BLANTYRE, Malawi (AA) – Malawian President Peter Mutharika has made his assets public in accordance with the country’s constitution.
Mutharika declared that he had about $10 million deposited in banks in Malawi and the United States.
The move came after the local radio Zodiak Broadcasting Station (ZBS) reported that Mutharika had a number of bank accounts both within and outside Malawi containing close to 4 billion Malawi kwacha (roughly $10 million) in cash.
According to ZBS, the Malawi leader has over $8 million in two U.S. bank accounts.
In Malawi, Mutharika has about $1.7 million at a local bank, along with a fleet of
nine vehicles that he reportedly bought between 2001 and 2014.
According to the reports, Vice-President Saulos Chilima, for his part, has five farms, several plots of land and house and insurance policies valued at 7 million Malawi kwacha.
He also has several bank accounts holding roughly 8 million kwacha registered jointly with his wife.
Mutharika’s predecessor, Joyce Banda, had about $14,000 deposited at a U.S. bank, about 240,000 South African rand and $4,705 deposited at the National Bank of Malawi.
Banda, who is president of the People’s Party (PP), also declared ownership of 63 vehicles, most of which she donated to the party, according to the report, which was made available only to ZBS.
The former president also declared businesses, including her school, the Joyce Banda Foundation, valued at $270,000.
In his asset declaration, opposition leader Lazarus Chakwera admitted to owning four houses, six vehicles and six bank accounts, including one in the U.S. containing some $14,000.
Chakwera, who is also president of the opposition Malawi Congress Party (MCP), also said he had ten bank accounts held jointly with family members.
Reacting to the revelations, government critic John Kapito called on the Malawian public to carefully scrutinize the declarations.
“How did these people manage to have so much wealth when people are languishing in poverty?” Kapito, executive director of the Consumers Association of Malawi, told The Anadolu Agency.
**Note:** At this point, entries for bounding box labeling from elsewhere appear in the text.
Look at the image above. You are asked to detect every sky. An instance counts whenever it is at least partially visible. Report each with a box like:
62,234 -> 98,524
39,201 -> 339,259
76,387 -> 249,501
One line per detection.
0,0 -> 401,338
“We need to audit and continue monitoring the wealth [of politicians],” he said.
Section 88 of Malawi’s constitution requires presidents and cabinet ministers to declare their assets – and those of their spouses – within three months of their election or appointment.
However, the declarations were postponed after Malawi’s Office of the Director of Public Officers Declarations gave public officials until December 31, 2014 to make them.